Since the pandemic, the General Assembly has turned its attention to the problems facing the health care sector and in recent budgets has raised some reimbursement rates.

But there hasn't really been a big-picture examination of health care finance since Gina Raimondo's first year as governor. And that "Reinventing Medicaid" project was focused on cutting public spending, arguably exacerbating some of the problems facing hospitals now.

Neronha said his team is working on a multi-part, soup-to-nuts health care policy recommendation package to give to lawmakers.

It will include ideas to reorganize state agencies and break down some of the "silos" that exist now, he said. And a look at the thorny question of whether there are now too many hospitals.

"Do we have too many hospitals that look like this, meaning community hospitals with beds?" he said. "I'm not saying we do, but who is doing that strategic thinking about what our overall health care needs are, particularly as health care moves away from the hospital setting and more towards the ambulatory setting?"

To learn more about the primary care doctor shortage, Neronha has staff calling every primary care provider within 30 miles of Providence for an appointment. His concern is that health insurers are offering lower reimbursement rates in Rhode Island, prompting doctors to practice in Massachusetts or Connecticut, and possibly not meeting their obligations to policyholders.

Neronha's health care strategic planning is being led by Sarah Rice, deputy chief of the civil division, and assistant attorney general Julia Harvey.

Rice previously worked in Maryland, which has used Medicaid waivers to deploy an all-payer model in which the state sets uniform prices for health care services that providers receive regardless of who the insurer is.

"Maryland has done some really interesting work around Medicare waivers and Medicaid waivers; they have leveraged their federal dollars in ways that Rhode Island has not," Neronha said.

When the multipart plan is done, Neronha said he is going to present it to the speaker and Senate president and see if they want to pursue it, instead proposing individual bills and hoping they move through the legislative process.

Concern that an out-of-state entity will buy one of more Rhode Island hospitals, reducing local control, has traditionally had a lot of influence on state policy.
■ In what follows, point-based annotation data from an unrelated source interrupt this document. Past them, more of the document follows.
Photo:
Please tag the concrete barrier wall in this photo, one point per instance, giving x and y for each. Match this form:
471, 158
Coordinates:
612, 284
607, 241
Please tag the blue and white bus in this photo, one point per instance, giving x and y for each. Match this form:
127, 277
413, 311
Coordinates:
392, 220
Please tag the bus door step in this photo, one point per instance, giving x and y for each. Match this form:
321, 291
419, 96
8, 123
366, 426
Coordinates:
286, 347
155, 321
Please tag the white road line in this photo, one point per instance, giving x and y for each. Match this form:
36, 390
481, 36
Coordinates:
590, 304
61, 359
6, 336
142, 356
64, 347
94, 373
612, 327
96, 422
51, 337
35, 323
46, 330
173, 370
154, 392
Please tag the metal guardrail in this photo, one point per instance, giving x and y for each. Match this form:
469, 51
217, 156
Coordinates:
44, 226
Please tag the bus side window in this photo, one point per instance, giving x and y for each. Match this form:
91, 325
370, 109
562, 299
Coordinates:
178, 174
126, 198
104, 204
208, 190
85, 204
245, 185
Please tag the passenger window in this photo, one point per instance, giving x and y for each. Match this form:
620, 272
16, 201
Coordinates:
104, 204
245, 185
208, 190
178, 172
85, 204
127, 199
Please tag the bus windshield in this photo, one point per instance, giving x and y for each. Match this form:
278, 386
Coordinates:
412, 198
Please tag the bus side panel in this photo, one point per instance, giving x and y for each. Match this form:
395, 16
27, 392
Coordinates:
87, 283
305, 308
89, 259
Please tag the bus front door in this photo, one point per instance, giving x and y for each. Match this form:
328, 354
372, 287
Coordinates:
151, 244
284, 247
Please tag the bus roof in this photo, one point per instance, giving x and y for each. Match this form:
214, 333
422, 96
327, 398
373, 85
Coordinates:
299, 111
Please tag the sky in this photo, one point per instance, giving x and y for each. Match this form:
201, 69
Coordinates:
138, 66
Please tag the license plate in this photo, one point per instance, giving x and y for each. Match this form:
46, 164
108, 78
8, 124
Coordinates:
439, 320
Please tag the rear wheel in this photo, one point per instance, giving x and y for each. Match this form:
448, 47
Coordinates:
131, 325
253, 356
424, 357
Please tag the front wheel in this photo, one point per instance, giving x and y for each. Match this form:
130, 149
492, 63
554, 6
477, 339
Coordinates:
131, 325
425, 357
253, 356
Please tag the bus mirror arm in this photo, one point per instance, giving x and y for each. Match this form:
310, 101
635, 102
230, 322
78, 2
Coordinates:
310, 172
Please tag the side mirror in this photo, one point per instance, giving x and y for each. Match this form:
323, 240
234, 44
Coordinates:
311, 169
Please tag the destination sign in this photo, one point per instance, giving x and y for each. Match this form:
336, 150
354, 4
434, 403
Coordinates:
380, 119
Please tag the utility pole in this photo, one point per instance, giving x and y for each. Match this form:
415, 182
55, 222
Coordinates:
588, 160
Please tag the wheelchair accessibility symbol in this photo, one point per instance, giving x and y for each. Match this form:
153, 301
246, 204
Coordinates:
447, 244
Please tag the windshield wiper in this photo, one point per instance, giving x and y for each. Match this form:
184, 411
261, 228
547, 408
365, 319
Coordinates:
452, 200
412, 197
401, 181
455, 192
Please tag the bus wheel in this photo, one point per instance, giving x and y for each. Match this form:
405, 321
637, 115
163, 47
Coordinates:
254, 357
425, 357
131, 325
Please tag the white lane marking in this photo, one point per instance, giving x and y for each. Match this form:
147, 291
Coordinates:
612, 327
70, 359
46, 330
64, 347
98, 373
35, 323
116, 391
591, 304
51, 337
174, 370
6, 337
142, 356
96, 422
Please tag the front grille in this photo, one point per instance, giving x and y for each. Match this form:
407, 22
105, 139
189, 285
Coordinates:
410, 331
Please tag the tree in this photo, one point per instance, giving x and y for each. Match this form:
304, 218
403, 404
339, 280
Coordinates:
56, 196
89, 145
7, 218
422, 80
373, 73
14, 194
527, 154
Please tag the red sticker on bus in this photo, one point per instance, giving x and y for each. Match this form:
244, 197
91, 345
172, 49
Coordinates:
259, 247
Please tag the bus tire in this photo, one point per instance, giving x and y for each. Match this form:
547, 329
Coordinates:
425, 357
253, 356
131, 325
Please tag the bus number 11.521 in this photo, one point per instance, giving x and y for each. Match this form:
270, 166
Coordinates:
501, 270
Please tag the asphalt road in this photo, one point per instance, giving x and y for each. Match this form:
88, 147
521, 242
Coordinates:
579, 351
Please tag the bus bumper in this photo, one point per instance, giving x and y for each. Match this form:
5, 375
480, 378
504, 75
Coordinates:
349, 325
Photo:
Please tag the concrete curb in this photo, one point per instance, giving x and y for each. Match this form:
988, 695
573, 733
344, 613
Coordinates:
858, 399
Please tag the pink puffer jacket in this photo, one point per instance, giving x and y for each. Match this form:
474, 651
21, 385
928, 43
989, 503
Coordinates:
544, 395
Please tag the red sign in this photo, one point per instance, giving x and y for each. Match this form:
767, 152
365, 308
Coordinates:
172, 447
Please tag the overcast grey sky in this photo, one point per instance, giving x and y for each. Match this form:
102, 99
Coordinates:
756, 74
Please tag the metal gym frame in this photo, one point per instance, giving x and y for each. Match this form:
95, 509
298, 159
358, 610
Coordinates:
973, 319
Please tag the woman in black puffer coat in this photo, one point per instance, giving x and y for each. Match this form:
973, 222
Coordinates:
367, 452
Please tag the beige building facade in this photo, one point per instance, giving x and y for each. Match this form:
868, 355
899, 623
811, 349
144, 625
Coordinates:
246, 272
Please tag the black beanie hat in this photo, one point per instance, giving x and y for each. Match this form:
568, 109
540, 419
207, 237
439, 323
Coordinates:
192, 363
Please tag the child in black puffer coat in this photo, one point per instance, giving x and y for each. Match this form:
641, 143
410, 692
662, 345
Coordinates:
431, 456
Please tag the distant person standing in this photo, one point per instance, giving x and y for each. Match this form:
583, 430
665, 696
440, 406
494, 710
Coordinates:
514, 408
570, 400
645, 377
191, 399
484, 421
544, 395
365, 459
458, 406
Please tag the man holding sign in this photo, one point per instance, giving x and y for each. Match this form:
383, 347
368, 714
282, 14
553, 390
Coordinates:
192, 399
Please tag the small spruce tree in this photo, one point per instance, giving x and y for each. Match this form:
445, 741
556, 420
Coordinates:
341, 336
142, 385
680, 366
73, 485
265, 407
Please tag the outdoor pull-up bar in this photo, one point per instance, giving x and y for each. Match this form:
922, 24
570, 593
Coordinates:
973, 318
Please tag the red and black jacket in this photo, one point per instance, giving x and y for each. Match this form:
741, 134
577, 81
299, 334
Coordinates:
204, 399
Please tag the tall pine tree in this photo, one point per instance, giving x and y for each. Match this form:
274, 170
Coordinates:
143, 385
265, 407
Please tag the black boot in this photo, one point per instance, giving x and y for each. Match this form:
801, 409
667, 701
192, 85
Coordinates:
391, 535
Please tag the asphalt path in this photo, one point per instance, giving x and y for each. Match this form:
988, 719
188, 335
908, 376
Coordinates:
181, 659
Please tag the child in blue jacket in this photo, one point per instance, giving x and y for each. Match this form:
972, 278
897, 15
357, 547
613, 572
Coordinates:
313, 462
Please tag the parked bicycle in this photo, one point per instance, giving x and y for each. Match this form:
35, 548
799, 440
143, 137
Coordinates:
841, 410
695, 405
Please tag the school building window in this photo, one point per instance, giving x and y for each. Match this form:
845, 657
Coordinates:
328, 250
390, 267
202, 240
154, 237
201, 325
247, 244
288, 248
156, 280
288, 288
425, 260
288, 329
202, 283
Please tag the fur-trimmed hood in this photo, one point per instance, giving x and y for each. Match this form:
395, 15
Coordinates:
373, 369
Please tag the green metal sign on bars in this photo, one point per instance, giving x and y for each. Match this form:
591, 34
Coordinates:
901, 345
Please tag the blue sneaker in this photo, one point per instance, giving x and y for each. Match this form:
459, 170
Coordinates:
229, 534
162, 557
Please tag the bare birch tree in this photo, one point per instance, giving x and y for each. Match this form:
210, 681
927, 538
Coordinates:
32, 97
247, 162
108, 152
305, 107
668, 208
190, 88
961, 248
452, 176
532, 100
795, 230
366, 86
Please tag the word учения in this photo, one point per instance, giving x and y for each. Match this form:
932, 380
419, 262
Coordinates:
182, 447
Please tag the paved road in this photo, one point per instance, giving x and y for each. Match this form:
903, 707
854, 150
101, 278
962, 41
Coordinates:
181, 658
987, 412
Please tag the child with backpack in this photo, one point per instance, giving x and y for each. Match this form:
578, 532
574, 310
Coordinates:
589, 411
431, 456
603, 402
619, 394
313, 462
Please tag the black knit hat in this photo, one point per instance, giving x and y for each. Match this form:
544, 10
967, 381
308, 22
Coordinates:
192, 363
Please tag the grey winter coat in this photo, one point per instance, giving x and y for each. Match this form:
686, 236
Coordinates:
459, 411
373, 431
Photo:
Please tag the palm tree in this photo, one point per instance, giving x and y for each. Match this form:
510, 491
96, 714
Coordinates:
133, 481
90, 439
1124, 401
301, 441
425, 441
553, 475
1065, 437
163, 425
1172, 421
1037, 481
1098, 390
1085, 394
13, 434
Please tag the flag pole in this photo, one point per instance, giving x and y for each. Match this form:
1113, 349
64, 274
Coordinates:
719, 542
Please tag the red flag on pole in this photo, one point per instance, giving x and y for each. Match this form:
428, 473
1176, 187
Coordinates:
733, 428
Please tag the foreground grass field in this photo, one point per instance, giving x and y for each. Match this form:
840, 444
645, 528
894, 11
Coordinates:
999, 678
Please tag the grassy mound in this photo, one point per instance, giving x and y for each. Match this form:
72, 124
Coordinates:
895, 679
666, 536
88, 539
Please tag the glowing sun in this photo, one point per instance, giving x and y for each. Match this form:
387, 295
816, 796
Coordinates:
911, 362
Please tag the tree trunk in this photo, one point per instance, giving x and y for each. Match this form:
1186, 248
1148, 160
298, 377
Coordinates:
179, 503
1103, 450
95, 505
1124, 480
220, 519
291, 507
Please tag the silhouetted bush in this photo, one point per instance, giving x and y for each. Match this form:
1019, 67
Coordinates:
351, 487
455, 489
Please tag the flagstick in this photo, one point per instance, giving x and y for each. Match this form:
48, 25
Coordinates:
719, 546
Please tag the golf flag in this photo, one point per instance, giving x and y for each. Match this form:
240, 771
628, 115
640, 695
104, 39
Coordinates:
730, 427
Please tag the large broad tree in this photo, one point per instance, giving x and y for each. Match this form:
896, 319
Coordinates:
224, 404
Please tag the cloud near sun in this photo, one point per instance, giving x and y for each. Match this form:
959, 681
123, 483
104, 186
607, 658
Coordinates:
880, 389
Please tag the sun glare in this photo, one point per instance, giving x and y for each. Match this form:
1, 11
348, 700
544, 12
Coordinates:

But Neronha isn't particularly fearful of the influence of groups in Boston or New Haven.

"If the relationship makes both stronger, well then, that is good for both," he said about out-of-state groups affiliating with Rhode Island hospitals. "I'm not saying it's necessarily true, but you can't necessarily rule it out simply because there's a border drafted here."

"We can't be small-minded in our approach," he went on. "But to get back to the essential point, we have to be thinking about these things and what has always concerned me is that there's an absence of that strategic thinking."

Loose ends, and a professed loathing of politics

In unrelated cases involving the attorney general's office, Neronha said any announcement related to the investigations of the ILO Group or Sabina Matos' congressional-nomination signatures is now likely to come early in 2024.

An exhaustive report on sexual abuse by clergy is not expected until the spring, and "the amount of information we are going to make public is going to be extraordinary," he said.

Aside from health care, his most notable new legislative initiative next year is likely to be to give prosecutors veto power over waiving jury trials.

And, oh yeah, is he going to run for governor in 2026?

"I don't know what I am going to do," he said. "No one should infer anything from anything I do. I zig when other people zag, not by choice, but I think that's just how I'm wired."

Describing himself as a "lawyer at heart," he lamented being term-limited from remaining attorney general after 2026.

"I mean, how do I put this? I love public service. I hate politics. Politics was a means to get here to hopefully do some good," he added. "So I don't know, I guess I'm just riffing now, but if I could run for a third term, you wouldn't have to ask me what office I am running for."